As a tool used in technical analysis, wedge helps to predict the change in the market tendency. Although similar in appearance to the ‘Triangle’ formation, the difference between the two is in the direction of the lines.
The wedge is a reversal formation due to the similar direction of the lines. Even if theoretically as per the typical reversal formations, a wedge should occur when a trend ends, it can occur mid-trend or as trend continuation formation too.
The wedge is in effect a merging zone that is bordered by two inclined lines, indicating support and resistance that meet sooner or later. The surge and decline in prices happen in one direction. But, the difference lies in the pace of the two excesses.
Three main properties characterize a wedge. They include the convergence or meeting of the trend lines, reduction in volume as the price moves via the pattern, and a breakout that occurs from either of the lines.
Wedge has two main categories, namely the rising and the falling wedge. Both are reversal formations dependent on trend changes and are capable of forming a trend continuation.
Rising wedge forms a zone of price action bordered by the resistance/upper and the support/lower lines. In the picture below is one such formation with the price surge and decline shown in blue and red lines.
Due to the rapid decline and slower surge, you get a steeper support line. When you find such a formation during an upward change in the market action, it can predict a reversal of rates. In general, the rising wedges indicate a bearish trend, while the falling wedges remain bullish in their downward and upward trend.
How Wedges Form
Formation of wedges takes a long time over many months and the trend movement can be contained inside the lines or form after there is a correction.

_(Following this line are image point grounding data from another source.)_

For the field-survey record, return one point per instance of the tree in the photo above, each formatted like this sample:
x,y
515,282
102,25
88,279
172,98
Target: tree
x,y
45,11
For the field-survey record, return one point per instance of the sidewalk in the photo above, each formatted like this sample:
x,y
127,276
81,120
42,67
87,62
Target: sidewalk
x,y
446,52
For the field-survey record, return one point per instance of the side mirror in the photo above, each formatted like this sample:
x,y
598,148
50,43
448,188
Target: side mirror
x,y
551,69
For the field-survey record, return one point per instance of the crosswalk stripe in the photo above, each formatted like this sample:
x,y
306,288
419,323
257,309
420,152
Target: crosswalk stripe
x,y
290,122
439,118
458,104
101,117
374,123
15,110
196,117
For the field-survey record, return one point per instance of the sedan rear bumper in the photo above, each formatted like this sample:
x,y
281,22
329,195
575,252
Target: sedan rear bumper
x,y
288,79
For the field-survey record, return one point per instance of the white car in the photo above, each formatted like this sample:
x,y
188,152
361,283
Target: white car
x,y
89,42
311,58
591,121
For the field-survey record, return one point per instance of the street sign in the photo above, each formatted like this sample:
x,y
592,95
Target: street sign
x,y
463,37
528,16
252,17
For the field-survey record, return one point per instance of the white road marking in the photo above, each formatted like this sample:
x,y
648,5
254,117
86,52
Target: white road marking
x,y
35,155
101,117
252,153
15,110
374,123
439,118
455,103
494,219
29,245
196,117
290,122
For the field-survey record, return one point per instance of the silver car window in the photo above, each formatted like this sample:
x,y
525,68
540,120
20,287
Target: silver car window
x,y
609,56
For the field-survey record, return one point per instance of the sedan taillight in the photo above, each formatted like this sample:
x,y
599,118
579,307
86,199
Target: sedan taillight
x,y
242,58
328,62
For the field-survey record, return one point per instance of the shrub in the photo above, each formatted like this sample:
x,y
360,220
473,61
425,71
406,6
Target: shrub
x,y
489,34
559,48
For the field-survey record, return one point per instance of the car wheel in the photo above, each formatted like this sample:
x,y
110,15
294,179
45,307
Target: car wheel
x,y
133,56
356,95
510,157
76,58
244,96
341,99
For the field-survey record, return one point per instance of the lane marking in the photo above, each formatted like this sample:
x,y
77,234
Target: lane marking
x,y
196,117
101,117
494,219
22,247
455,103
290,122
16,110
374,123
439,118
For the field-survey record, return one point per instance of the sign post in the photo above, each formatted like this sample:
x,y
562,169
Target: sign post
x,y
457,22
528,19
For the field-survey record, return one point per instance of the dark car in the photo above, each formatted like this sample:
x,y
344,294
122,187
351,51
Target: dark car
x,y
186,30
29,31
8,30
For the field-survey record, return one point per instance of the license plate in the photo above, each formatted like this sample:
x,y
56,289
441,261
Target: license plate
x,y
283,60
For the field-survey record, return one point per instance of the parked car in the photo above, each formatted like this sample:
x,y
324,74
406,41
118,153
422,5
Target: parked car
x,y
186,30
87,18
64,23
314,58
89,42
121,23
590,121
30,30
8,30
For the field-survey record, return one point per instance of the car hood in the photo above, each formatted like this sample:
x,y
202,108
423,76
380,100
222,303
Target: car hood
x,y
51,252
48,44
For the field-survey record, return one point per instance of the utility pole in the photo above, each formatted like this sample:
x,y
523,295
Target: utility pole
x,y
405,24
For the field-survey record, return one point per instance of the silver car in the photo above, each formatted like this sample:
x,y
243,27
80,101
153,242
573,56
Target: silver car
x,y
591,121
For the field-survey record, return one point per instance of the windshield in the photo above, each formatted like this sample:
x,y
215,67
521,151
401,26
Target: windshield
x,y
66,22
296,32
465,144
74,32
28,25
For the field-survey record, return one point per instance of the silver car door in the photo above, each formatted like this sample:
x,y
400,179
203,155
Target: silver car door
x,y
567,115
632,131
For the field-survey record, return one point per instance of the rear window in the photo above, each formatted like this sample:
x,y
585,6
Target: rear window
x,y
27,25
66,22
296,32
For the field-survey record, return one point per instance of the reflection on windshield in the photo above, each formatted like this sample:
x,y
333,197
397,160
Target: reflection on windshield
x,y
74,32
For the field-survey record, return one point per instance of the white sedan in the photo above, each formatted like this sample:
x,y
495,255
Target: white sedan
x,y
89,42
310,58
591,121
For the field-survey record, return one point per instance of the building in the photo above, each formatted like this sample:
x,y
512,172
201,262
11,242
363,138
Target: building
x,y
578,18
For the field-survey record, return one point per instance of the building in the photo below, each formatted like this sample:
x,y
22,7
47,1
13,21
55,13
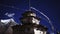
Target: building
x,y
30,24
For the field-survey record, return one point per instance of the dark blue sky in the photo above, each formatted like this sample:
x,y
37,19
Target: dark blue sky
x,y
49,7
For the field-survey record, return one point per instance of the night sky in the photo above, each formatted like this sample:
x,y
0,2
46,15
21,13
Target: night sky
x,y
51,8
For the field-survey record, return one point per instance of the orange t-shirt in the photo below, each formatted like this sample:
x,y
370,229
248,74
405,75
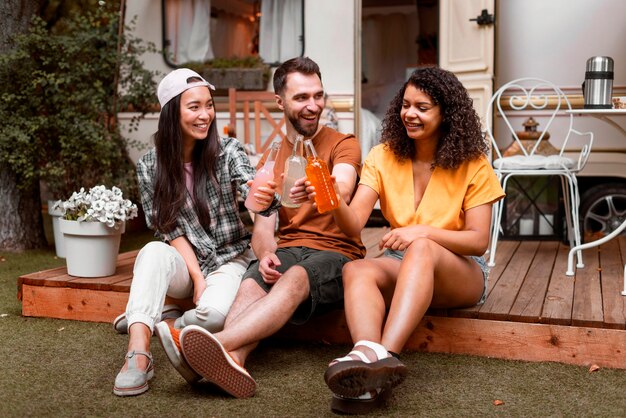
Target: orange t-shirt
x,y
304,226
449,193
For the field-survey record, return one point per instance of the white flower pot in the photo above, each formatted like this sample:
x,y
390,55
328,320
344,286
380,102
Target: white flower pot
x,y
59,241
91,248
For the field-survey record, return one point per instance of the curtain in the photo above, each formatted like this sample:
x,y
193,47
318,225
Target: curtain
x,y
188,23
280,28
231,35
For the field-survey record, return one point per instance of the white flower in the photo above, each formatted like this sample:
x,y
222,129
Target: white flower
x,y
99,204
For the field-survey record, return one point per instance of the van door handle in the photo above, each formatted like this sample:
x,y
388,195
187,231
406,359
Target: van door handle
x,y
484,18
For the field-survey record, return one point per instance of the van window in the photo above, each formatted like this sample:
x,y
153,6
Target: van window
x,y
201,30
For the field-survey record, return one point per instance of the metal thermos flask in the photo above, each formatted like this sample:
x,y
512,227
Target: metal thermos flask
x,y
598,85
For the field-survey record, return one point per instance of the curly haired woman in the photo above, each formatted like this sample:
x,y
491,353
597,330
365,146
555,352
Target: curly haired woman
x,y
436,188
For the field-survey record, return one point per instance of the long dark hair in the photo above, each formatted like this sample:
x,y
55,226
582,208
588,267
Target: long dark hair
x,y
461,137
169,188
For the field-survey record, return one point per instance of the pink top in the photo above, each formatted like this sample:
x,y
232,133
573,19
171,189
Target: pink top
x,y
188,168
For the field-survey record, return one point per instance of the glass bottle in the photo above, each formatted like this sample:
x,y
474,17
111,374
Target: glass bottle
x,y
319,176
263,175
294,170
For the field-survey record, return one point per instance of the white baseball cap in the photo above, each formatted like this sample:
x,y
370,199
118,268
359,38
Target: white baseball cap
x,y
176,83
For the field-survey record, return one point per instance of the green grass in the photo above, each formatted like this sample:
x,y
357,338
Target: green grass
x,y
63,368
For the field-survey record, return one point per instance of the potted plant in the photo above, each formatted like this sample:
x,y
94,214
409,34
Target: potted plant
x,y
246,73
92,223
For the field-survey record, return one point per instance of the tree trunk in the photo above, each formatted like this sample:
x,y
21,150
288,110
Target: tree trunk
x,y
21,222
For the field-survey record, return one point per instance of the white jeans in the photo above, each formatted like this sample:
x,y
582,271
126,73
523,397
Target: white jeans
x,y
160,270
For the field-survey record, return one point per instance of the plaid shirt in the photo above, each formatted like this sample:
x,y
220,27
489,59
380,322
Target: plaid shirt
x,y
226,236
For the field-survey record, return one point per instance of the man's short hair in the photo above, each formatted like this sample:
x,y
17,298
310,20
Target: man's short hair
x,y
304,65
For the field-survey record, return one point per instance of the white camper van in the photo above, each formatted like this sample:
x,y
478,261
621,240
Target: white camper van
x,y
366,48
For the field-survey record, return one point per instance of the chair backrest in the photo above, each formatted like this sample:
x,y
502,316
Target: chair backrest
x,y
258,102
528,95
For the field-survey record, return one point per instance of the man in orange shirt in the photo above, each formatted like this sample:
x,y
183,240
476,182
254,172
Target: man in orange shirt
x,y
301,274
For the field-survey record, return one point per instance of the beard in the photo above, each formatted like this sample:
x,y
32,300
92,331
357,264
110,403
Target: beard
x,y
306,131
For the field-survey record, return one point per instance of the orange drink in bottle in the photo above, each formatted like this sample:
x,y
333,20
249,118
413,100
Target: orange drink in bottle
x,y
319,176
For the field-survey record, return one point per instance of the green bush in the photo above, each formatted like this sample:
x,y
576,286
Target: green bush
x,y
59,98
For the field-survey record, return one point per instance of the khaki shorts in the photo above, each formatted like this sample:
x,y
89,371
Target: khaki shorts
x,y
324,271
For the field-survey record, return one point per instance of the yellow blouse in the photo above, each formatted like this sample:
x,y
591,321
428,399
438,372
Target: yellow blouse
x,y
449,193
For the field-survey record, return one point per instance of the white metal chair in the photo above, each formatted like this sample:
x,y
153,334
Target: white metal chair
x,y
546,102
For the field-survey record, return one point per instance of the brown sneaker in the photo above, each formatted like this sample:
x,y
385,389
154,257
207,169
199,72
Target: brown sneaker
x,y
169,338
206,355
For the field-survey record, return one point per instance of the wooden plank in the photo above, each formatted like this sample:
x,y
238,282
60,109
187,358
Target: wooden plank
x,y
79,304
611,271
75,304
529,302
557,307
59,277
587,304
503,295
500,339
521,341
124,271
505,252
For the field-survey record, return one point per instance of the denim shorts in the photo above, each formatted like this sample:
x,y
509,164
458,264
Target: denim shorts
x,y
325,282
480,260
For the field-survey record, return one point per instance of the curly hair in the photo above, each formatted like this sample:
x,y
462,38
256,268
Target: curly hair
x,y
461,137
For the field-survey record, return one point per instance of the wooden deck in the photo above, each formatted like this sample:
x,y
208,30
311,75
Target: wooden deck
x,y
533,310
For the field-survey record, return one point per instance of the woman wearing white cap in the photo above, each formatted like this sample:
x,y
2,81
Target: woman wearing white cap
x,y
188,184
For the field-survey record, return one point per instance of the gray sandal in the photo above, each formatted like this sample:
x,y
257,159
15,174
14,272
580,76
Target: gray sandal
x,y
134,381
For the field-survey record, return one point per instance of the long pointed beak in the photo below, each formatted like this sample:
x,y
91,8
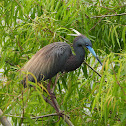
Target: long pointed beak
x,y
93,52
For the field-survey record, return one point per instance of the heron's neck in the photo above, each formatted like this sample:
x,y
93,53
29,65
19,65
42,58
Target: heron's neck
x,y
80,52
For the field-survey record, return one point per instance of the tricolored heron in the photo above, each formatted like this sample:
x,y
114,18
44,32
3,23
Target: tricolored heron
x,y
58,57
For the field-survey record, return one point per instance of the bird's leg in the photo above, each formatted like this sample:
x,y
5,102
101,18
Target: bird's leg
x,y
52,96
57,76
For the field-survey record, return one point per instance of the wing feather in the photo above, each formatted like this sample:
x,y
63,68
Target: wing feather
x,y
48,61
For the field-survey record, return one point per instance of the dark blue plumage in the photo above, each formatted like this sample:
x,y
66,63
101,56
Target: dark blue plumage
x,y
57,57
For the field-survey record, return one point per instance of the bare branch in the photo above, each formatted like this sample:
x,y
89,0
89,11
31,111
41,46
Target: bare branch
x,y
109,15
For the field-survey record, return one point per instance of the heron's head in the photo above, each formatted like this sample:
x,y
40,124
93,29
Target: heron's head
x,y
81,40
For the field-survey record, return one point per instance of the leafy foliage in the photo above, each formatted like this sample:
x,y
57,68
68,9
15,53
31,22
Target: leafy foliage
x,y
27,26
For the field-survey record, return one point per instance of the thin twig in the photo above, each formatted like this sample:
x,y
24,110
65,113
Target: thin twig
x,y
109,15
36,117
4,120
57,76
117,80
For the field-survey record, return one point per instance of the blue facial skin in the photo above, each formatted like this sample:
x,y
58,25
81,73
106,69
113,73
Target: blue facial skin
x,y
93,52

For the resistance or upper line to form, the presence of two to three price surges is needed. For the lower/support line, three price declines have to form. For the rising wedge inside a downtrend, the lower line needs a minimum of two lows. And, in the two lines, each of the surges or lows needs to be more than the former one.
To establish the reversal of prices, the disruption in price via the support, along with a surge in the volume and a closed candle below, are required. For the guaranteed establishment of the reversal, the break should be under the current low.
Trading a Wedge
Two trading ways are possible with a wedge. One is to go short or long immediately following the establishment of a breakout. When a wedge forms, you should assume a reversal will occur.
To capitalize on this, you have to go short immediately after a price breakout via the lower/support line. It is important to confirm the condition as it minimizes the risk of trading with a breakout that is false.
The stop loss needs multiple pips over the maximum surge in the wedge formation. The profit point should be equivalent to the wedge height on the lower level. By assessing the pip distance, you can deduct it from the short position.
The other way is to delay for the retest of price after it shifts from support to resistance to the opposite and then retains a position. This is applied in a throwback or pullback scenario.
The wedge is frequently connected to a preceding reversal in the price movement. But, it can also form independent of the change as in the trend continuation formation. In this condition, it has a separate direction against which the reversal occurs.